Sony bet heavily on game-streaming tech long before Google's Stadia was born, but PlayStation Now arguably hasn't set the world alight. In fact, despite a sizeable price drop, it doesn't seem to be close to the mainstream consciousness that Game Pass has reached.
On the other hand, PlayStation Plus is almost certain to continue. It seems crazy that once upon a time online play on PlayStation was free, but at least Sony's infrastructure has continued to improve since it began adding a Plus membership as a requirement to play online.

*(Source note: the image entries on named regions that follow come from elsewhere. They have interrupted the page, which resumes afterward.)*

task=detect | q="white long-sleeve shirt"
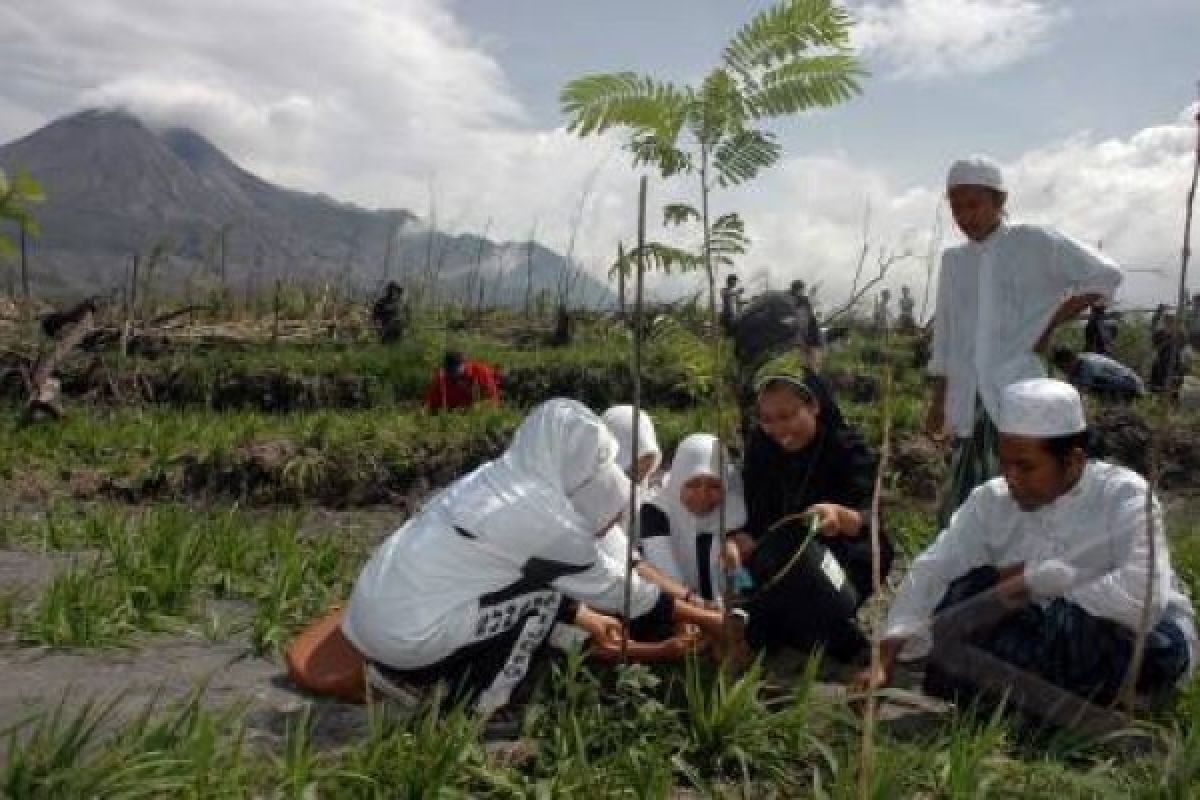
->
[342,399,660,669]
[929,223,1121,437]
[884,461,1196,672]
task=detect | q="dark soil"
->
[0,359,703,413]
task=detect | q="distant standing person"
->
[1051,347,1146,403]
[371,281,409,343]
[896,287,917,333]
[425,350,500,411]
[1188,291,1200,350]
[875,289,892,333]
[1150,313,1192,396]
[1084,302,1110,355]
[790,281,824,372]
[925,156,1121,525]
[721,275,744,333]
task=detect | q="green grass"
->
[6,505,366,652]
[0,658,1200,800]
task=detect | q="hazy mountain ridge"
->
[0,110,612,305]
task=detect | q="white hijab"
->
[642,433,746,597]
[600,405,662,488]
[438,398,629,537]
[600,405,662,569]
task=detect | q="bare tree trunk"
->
[617,242,625,319]
[128,253,142,319]
[20,225,34,306]
[696,142,734,612]
[526,221,538,320]
[1166,98,1200,396]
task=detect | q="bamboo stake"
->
[1166,89,1200,397]
[1117,84,1200,718]
[620,175,646,664]
[858,367,893,800]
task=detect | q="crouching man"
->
[854,378,1196,732]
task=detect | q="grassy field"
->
[0,311,1200,798]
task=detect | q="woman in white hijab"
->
[343,398,721,729]
[600,405,662,566]
[600,405,662,489]
[641,433,746,604]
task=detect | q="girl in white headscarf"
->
[343,399,721,714]
[600,405,662,489]
[641,433,746,604]
[600,405,662,566]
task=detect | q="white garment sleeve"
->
[883,486,990,639]
[926,253,954,378]
[1067,493,1172,631]
[642,536,696,589]
[1054,234,1122,300]
[539,543,659,616]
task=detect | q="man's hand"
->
[804,503,841,536]
[804,503,863,536]
[925,403,946,444]
[847,664,892,693]
[575,606,625,650]
[730,531,755,564]
[996,564,1031,608]
[721,536,742,572]
[664,626,708,660]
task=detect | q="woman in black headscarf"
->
[734,372,894,662]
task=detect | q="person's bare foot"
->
[713,608,754,675]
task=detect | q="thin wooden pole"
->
[620,175,646,663]
[858,367,893,800]
[1166,92,1200,388]
[19,225,34,306]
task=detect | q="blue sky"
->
[0,0,1200,305]
[454,0,1200,181]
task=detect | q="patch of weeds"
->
[328,703,484,800]
[16,563,133,648]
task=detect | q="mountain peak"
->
[158,127,234,169]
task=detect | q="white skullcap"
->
[996,378,1087,439]
[946,156,1008,192]
[568,461,629,534]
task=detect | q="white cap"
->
[568,461,629,534]
[946,156,1008,192]
[996,378,1087,439]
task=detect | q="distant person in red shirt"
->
[425,350,500,411]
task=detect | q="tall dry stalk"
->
[620,175,646,664]
[1117,94,1200,716]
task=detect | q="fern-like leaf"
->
[708,212,750,266]
[746,53,866,119]
[662,203,701,225]
[713,131,782,186]
[559,72,689,136]
[724,0,852,75]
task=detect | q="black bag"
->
[733,291,809,365]
[744,517,866,662]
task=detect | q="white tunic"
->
[929,223,1121,437]
[884,461,1196,681]
[641,433,746,600]
[343,399,659,669]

While Sony's teraflop count (the measurement of computing power) of 10.28 teraflops is less than Microsoft's 12 teraflops, it's still expected to be a monster of a machine.
That's partially down to the internal SSD, which Sony has been discussing at length. Because it'll allow for much faster streaming of assets from the drive to the console, it could theoretically change the way we play games – removing the needs for loading times entirely, or even stopping all those awkward 'character has to shuffle through small gap' moments where the world loads in beyond them.
Developers are claiming the SSD will be hugely significant, allowing them to bring their visions to life, but Sony is also making a big play for audio.
According to system architect Mark Cerny, the PS5 will use a 'Tempest Engine' that'll help players feel entirely immersed in the action by providing 3D audio.